Meme stocks are investments that become popular despite having little to no intrinsic value.

GameStop and AMC became well-known examples of this phenomenon, when a group of investors — largely based on Reddit — drove up their share prices in 2021. Their aim was to cripple large funds that were betting against the companies.

For Truth Social, it is Trump’s avid supporters who are driving up the price, Tiu said.

“Buy Baby Buy!” one user wrote on the platform March 21. “Truth Social is our voice make it happen if you can afford a few more shares.”

“Wake Up Patriots…#DJT Day,” another user wrote March 22. “Rise and Buy!”

“If Mr. Trump has a large supporter base who wants to buy stock and hold it for sentimental reasons, these shares can have a high valuation even though the company produces nothing,” Tiu said. “It is like holding baseball cards in a sense.”

Just how long the company can retain its current multi-billion dollar valuation is a matter of some debate, according to experts.

“The only question is when, not if, the share price will drop substantially,” Ritter said.

Pushing back, Dunn said it could prove to be less volatile than other meme stocks, like AMC and GameStop, which investors purchased knowing they had little value.

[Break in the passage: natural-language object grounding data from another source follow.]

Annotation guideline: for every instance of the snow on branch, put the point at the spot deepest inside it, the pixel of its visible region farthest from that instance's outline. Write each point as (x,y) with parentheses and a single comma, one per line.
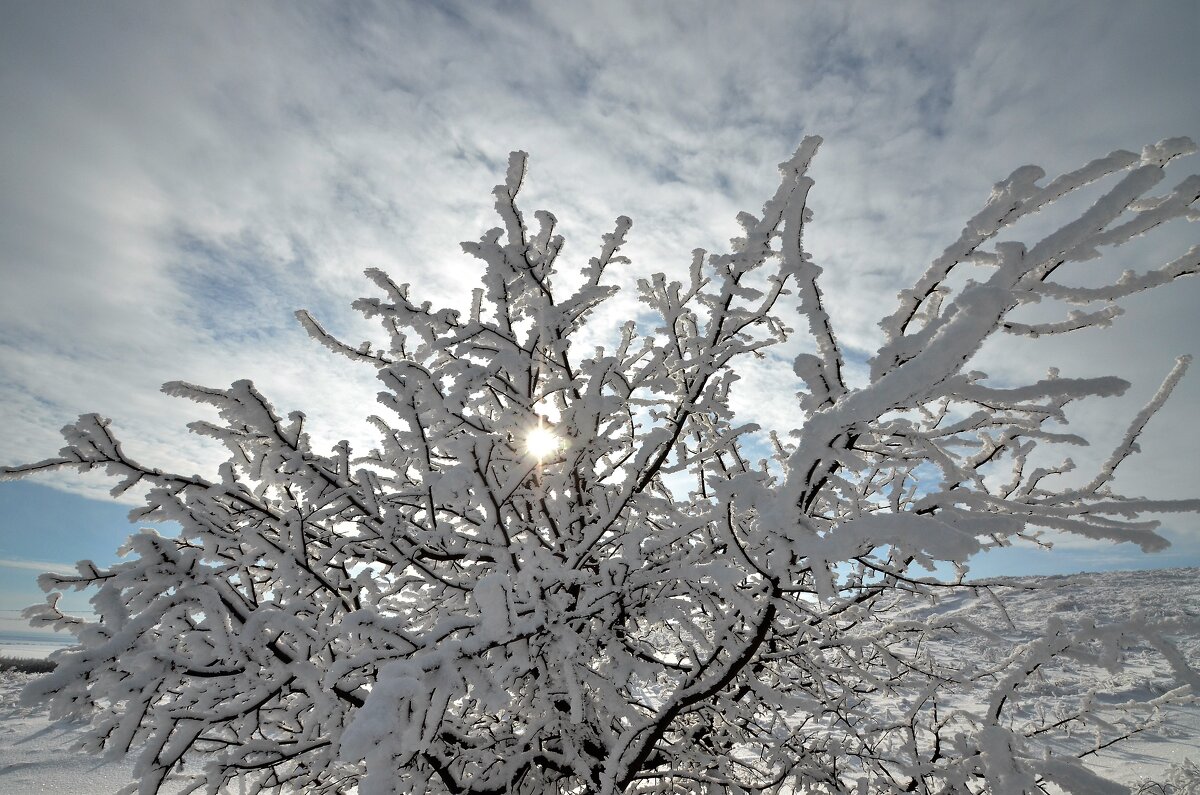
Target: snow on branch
(633,605)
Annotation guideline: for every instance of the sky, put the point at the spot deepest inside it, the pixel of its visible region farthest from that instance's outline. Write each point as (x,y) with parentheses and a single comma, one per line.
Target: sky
(177,179)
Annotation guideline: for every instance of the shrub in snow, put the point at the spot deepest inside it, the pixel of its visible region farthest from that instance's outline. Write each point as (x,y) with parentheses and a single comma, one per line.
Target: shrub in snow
(640,607)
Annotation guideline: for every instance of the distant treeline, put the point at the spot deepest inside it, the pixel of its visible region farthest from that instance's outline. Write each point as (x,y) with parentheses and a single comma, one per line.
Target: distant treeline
(27,664)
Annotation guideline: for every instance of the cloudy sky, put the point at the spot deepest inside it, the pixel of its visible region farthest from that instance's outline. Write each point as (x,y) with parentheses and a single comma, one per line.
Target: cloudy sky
(177,179)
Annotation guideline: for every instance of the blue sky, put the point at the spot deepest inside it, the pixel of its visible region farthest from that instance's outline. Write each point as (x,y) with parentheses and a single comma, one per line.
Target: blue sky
(179,178)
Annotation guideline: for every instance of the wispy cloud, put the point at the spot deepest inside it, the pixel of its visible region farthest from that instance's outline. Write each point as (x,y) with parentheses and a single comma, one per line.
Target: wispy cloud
(37,566)
(179,181)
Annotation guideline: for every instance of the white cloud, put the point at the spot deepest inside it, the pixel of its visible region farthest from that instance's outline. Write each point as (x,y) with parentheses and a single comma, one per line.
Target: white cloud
(37,566)
(180,178)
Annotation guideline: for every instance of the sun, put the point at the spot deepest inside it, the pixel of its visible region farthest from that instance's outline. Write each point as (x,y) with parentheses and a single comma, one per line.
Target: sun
(543,442)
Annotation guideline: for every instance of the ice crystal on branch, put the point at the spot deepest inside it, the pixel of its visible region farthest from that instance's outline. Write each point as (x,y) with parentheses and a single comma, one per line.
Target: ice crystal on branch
(468,609)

“I think this is slightly different,” Dunn said. “I think people are buying it because they support the ex-president.”

Tiu cast further doubt on the notion of a swift drop in share price. Quoting economist John Maynard Keynes, he said, “Markets can remain irrational longer than you can stay solvent.”

Can Trump cash out?

Can Trump sell some of his Truth Social shares to pay his legal bills, which include a $175 million bond owed in New York?

Here, experts are in agreement: likely not in the short term.

For these types of deals, the principal individuals involved are almost always barred from selling their stock for a period of time, often six months or more, Dunn said. Though, it’s possible the company board revise these rules.

But even if Trump were allowed to liquidate immediately, the share price would quickly decrease as a result.

If a company leader starts selling off shares — particularly a sizable number of shares — it “communicates to other shareholders that they don’t think (the company) is worth it. And it sort of leads to a panic,” Dunn said.

“If that pressure shows up, it often has a way to compound into a selling frenzy,” Tiu said.

For this reason, even if Trump could sell his shares right away, he would be wise not to, Tiu added.